The Good Book_ A Secular Bible - A. C. Grayling [91]
Where his cattle meditate and his sheep quietly graze;
Who keeps warm in winter with a wool doublet
Twice dipped in home dye;
Who eats the bread he baked from corn he milled,
Scorning the envious crowd.
68
Gold loves to go through gates and walls,
It defies armed guards and watchmen,
Money throws down gates, unbolts doors,
Brings battlements and fortifications crumbling down.
Bribes sink ships, win wars, unseat the mighty.
Worry and vexed ambition follow money,
Appetite for wealth grows hungrier with feeding.
Yet the more one denies oneself, the more one gains.
Unencumbered, I seek out the camps of those who desire nothing;
A deserter, I hasten away from the side of wealthy men,
Whose comparison makes me poor: for I am wealthy myself
In the absence of my wants,
Rich in already being satisfied.
I have a stream of clear water, a wood of a few acres,
My harvest and milch cows, and my bleating sheep;
Each morning I find eggs in the straw.
I expand my revenues by shrinking my desires,
And live the emperor of my domain.
69
Let us love that we may live:
Let us judge the old women’s gossip
Less worth than a broken jar.
Let the sun rise and set and rise again;
When its brief warmth has left us
We must huddle in the earth
An endless night. So kiss me:
Give me a thousand kisses
Then a hundred kisses
Then a thousand kisses more:
When we have kissed many thousand kisses
We will be beyond the jealousy
Of those who do not know
How many kisses we shared.
70
She is here! She stays, she has promised!
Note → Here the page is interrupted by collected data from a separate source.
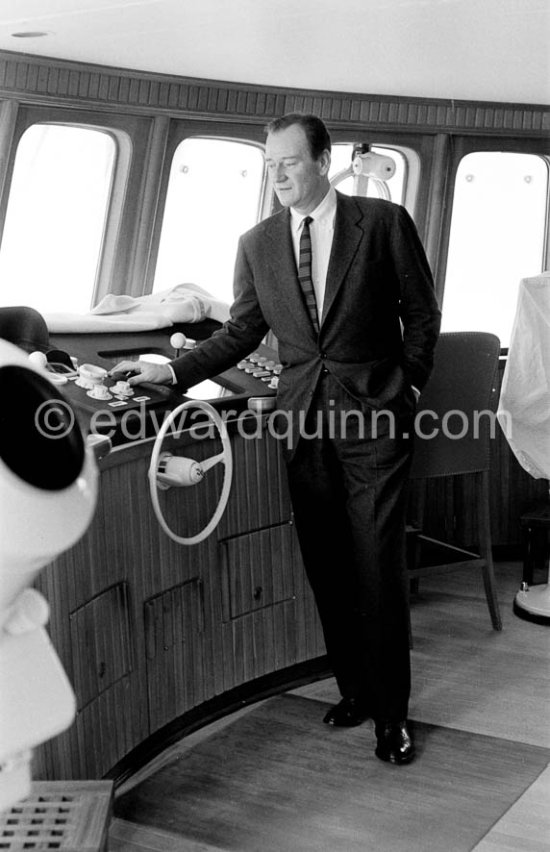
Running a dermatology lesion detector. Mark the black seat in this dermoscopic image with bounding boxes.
[407,332,502,630]
[0,306,50,352]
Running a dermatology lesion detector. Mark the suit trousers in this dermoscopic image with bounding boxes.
[287,371,413,721]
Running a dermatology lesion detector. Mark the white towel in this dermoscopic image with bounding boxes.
[497,272,550,479]
[44,284,229,333]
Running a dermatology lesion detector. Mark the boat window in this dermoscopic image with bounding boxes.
[0,124,117,312]
[442,151,548,347]
[329,142,407,204]
[153,137,264,310]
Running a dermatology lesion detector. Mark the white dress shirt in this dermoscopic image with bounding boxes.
[290,186,336,322]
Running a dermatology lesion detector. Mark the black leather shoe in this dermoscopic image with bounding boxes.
[374,721,415,764]
[323,698,371,728]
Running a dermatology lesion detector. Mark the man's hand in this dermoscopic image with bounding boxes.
[109,361,172,385]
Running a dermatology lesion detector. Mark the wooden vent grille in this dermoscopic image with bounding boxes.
[0,781,112,852]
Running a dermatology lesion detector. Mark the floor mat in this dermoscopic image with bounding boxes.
[115,695,550,852]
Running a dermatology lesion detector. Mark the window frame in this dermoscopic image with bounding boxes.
[144,119,270,293]
[0,105,151,306]
[436,136,550,312]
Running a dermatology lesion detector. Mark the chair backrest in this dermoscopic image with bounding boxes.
[0,306,50,352]
[411,331,500,479]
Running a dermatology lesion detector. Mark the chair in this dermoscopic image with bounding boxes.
[0,306,50,352]
[407,331,502,630]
Banish discontent; I have won;
She could not resist my entreaties longer.
Let joy drive out envy:
She has ceased to travel foreign roads,
She says home is best, exchanging
Wide kingdoms for this narrow bed with me.
I did not persuade her with gold or Indian pearls,
But with poetry.
Now my feet tread the stars; I walk the heavens.
She stays: she, the rare, is mine!
71
I was often hurt by your inconstancy,
Yet I never expected betrayal.
See how mistaken I was! Yet when I ask,
You respond in such slow evasive terms.
You raise your brush calmly to your tresses,
And idly examine your looks in the glass.
You go on decorating your breasts with Eastern jewels,
Like a beautiful woman preparing for a new lover.
Alas! is this where it ends?
So Calypso felt when the Ithacan voyager left,
Weeping long ago to the unfeeling waves,
Mourning many months with loosened hair,
Blaming the unkind sea that took him away:
And even though she would never see him again,
Still she grieved, thinking of the happiness they shared.
So Dido lamented, at the same waves and ocean winds
That irretrievably took the Trojan from her,
With tears as salt as the sea, deepening its depths.
Yet no such stories make you pity me, or stop your lying,
O thoughtless girl! Rivers will return to their springs,
The seasons will reverse their course, before I cease loving you.
Do not let these eyes seem worthless to you now,
That were deliberately blind to your perfidies.
You swore by your own that had you been false,
They would close for ever when I kissed them.
Can you look out at the sunlight, and not tremble,
Aware of your falsehoods?
Who has brought this pallor to my cheeks,
And the unwilling tears to wet them?
If I bewail what has happened
It is to warn those who would love
How beauty betrays.
72
Daphnis, it chanced, had made his seat beneath a whispering ilex,
Where Corydon and Thyrsis drove their flocks together,
Thyrsis his sheep, Corydon his goats swollen with milk, to the meadows;
Both in the bloom of life, Arcadians both.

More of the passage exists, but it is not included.